Friday, January 15th, 2010
I think one of the reasons I like Flickr, the photo sharing site put together by Stewart Butterfield and Caterina Fake way back in 2004 (and sold, ca-ching, to Yahoo about a year later) is that not only do I get to upload and share my photos with the greater, uh, planet, but I do so in a way that makes each picture a post of its own…each one has a headline…sometimes a caption…and tags.
And, if you so permit, folks from the greater, uh, planet can add comments and generate a bit of a dialog right there on the page about what the image holds, signifies, or conjures up in their own overactive imaginations. (The picture of J.C. Salyer at top right, where he’s almost in the frame, even netted a quick comment from cofounder Fake herself.) I’ve ‘met’ some interesting people from the comments…neighbors, and people, well, anywhere.
And as a guy who used to really enjoy writing headlines back in the days when they involved equal amounts of copyfitting and wit, I try to put the same kind of work in the photo titles (which are, after all, little headlines) as I did in taking the picture. So I cobble together odd phrases like Watch this tower grow. and Ohio occurs in various colors. and The long shutter, en fuego. and teton zombieland. and But how do they hold the pencils? and Better than ‘Sindiana’ or ‘Swest Virginia.’ and Food that pleases at 2 am.
And yes, just like here, for some reason, the periods at the end of the headlines are important to me, so don’t mess with them, OK?
Some folks who upload (sometimes hundreds of) images don’t even bother to change the title, and so have a bunch of headlines resembling “IMG2137.JPG”, and some others elect to write little haikus of poetry in the tags, like:
- I was so cold
…and I think all of these idiosyncracies make browsing through the 2 billion or so pictures all the more interesting.
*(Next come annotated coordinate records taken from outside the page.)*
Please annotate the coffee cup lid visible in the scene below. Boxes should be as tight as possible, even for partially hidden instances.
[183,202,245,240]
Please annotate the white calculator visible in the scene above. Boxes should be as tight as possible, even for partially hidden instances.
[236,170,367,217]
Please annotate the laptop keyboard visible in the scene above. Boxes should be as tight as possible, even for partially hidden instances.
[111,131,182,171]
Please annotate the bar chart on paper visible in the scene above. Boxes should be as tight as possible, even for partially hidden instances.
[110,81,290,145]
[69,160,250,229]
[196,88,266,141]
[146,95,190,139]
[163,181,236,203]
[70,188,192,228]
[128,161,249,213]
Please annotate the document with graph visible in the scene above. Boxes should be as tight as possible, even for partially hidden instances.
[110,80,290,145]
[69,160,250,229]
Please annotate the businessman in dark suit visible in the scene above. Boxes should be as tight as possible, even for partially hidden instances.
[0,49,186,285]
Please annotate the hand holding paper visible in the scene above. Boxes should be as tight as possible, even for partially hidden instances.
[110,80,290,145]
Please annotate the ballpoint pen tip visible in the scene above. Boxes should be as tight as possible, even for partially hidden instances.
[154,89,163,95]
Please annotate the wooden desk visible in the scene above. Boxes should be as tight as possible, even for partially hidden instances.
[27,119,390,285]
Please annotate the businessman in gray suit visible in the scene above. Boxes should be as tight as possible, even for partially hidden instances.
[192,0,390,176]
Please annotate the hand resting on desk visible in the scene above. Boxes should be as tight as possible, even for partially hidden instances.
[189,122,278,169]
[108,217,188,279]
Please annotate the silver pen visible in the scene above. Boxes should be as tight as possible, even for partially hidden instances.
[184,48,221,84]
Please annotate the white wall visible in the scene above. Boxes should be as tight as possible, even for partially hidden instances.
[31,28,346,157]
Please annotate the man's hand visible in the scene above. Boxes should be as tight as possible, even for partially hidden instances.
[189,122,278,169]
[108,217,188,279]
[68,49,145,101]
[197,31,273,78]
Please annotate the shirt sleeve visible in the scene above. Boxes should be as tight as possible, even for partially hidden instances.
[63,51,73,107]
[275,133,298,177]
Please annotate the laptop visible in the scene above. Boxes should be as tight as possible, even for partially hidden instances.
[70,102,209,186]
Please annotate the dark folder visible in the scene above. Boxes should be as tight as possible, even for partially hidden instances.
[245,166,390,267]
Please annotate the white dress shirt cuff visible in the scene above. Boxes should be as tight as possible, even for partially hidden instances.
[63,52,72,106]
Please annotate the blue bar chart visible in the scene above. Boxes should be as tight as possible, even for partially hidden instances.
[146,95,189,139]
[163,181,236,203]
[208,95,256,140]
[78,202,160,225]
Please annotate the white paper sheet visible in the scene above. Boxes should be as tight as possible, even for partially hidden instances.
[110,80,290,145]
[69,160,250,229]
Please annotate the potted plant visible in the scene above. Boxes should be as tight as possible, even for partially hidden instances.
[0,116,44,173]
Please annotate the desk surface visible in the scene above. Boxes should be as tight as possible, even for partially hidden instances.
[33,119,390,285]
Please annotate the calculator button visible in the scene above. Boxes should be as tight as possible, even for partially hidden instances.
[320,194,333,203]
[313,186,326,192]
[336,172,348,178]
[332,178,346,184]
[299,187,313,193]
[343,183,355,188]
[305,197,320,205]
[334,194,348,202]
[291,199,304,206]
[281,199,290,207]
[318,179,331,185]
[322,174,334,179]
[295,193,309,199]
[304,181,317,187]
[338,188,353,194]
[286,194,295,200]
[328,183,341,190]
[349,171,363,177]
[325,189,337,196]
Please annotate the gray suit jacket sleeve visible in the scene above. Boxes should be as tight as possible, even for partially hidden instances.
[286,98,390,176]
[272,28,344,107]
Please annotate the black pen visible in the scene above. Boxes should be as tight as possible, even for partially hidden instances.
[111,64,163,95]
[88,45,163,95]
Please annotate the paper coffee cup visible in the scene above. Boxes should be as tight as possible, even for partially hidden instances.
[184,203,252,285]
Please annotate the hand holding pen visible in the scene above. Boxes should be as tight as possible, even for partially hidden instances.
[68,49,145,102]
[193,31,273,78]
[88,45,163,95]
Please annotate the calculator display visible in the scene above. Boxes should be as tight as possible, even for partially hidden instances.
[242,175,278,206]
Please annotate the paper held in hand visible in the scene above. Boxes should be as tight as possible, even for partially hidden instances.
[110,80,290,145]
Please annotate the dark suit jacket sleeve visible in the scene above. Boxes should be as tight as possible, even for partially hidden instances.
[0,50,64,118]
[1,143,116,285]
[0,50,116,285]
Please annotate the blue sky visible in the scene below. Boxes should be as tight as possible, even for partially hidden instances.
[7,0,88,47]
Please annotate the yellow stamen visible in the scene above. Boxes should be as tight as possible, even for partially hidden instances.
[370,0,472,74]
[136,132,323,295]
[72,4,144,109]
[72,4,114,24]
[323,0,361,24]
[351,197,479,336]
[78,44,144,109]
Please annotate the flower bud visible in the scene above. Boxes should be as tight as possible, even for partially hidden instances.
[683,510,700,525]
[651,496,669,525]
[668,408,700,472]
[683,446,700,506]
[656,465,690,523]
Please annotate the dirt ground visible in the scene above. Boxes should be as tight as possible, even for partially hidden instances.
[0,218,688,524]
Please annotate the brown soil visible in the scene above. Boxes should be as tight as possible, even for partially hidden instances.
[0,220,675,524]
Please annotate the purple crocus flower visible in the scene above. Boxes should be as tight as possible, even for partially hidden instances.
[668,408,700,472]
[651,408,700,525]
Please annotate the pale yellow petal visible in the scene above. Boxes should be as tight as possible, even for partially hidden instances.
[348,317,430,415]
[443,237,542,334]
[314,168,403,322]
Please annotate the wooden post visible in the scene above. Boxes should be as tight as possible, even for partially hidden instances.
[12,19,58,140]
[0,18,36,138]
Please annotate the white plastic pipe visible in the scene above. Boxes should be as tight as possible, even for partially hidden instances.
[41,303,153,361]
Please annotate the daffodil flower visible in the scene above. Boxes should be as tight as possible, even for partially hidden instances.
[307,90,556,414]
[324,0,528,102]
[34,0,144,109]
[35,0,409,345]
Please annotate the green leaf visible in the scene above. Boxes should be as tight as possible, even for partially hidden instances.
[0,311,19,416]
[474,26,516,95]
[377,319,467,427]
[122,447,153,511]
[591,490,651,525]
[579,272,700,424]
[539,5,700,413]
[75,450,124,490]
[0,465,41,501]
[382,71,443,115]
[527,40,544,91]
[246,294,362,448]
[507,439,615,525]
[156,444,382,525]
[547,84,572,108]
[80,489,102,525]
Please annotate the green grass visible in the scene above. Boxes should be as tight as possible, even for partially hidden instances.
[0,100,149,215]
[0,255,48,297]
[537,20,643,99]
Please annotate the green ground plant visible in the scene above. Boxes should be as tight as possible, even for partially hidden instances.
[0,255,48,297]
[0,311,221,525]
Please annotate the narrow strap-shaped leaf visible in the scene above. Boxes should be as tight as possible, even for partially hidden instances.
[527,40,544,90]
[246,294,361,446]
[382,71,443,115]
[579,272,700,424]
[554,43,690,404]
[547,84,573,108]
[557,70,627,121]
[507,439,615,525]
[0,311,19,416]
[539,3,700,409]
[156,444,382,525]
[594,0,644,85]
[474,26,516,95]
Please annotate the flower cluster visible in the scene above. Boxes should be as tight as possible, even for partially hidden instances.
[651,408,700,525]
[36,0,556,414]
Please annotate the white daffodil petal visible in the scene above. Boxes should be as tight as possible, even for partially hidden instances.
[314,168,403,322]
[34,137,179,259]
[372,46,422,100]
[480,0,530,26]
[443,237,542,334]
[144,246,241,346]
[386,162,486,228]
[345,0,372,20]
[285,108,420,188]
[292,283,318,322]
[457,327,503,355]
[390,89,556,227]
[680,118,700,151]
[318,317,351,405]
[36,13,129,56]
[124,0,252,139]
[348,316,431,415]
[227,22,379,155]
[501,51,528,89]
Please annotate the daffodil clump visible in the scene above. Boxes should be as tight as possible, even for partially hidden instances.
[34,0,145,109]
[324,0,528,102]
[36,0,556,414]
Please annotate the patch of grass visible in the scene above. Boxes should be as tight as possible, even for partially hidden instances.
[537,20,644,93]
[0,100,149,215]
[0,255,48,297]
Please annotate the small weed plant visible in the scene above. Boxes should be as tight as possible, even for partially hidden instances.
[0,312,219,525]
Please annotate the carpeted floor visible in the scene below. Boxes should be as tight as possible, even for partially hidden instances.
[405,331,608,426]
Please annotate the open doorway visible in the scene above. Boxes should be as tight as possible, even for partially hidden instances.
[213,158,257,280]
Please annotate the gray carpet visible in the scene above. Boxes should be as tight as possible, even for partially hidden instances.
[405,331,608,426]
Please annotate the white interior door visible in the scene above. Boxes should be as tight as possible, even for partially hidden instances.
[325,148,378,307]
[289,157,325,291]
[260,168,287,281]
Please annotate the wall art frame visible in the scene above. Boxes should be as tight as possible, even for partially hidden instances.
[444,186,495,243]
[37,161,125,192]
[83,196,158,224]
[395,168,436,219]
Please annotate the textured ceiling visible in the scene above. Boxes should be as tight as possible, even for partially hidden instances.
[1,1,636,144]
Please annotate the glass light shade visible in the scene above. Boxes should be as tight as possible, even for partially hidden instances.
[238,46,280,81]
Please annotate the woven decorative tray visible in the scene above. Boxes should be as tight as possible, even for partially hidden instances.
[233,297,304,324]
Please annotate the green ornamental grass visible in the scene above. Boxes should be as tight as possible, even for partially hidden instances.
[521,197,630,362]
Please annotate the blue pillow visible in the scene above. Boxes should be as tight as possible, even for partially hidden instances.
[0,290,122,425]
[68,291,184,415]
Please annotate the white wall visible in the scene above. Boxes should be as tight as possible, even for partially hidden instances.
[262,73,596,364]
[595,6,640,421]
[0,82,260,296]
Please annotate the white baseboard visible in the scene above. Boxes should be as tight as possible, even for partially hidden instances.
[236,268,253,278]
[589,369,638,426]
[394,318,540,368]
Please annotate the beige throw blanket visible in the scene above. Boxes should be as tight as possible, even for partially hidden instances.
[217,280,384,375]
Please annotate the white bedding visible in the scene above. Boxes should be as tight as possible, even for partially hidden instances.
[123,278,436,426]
And yes, there’s the actual photography too…the technical approaches and styles used to create Flickr images inspire imitators, trends, and way too much discussion. I don’t think it’s any coincidence that after a blizzard of uploaded tilt-shift fake photos —that’s a technique that takes the characteristic shallow depth of field you see in miniature photos…why the model railroad layout has sharp trains and fuzzy cars in the foreground—and applies that (often digitally) to real-world objects to make them look like tiny toys. Anyway, there’s an Allstate commercial out there now that uses the technique, and if it hadn’t become fashionable online, I doubt they would given it a go on Real Network Television.
So every few days I try to make sure I upload a few choice-ish pictures to le Flickr and I give my brain a little headline-writing practice and I get a small smile knowing that you there in Kuala Lampur can sit there and look at a picture of my old Apple //e or Bob Beasley operating a 1970s-era video switcher or ‘Bowling from the future!’—a bowling alley in Wapakoneta, Ohio.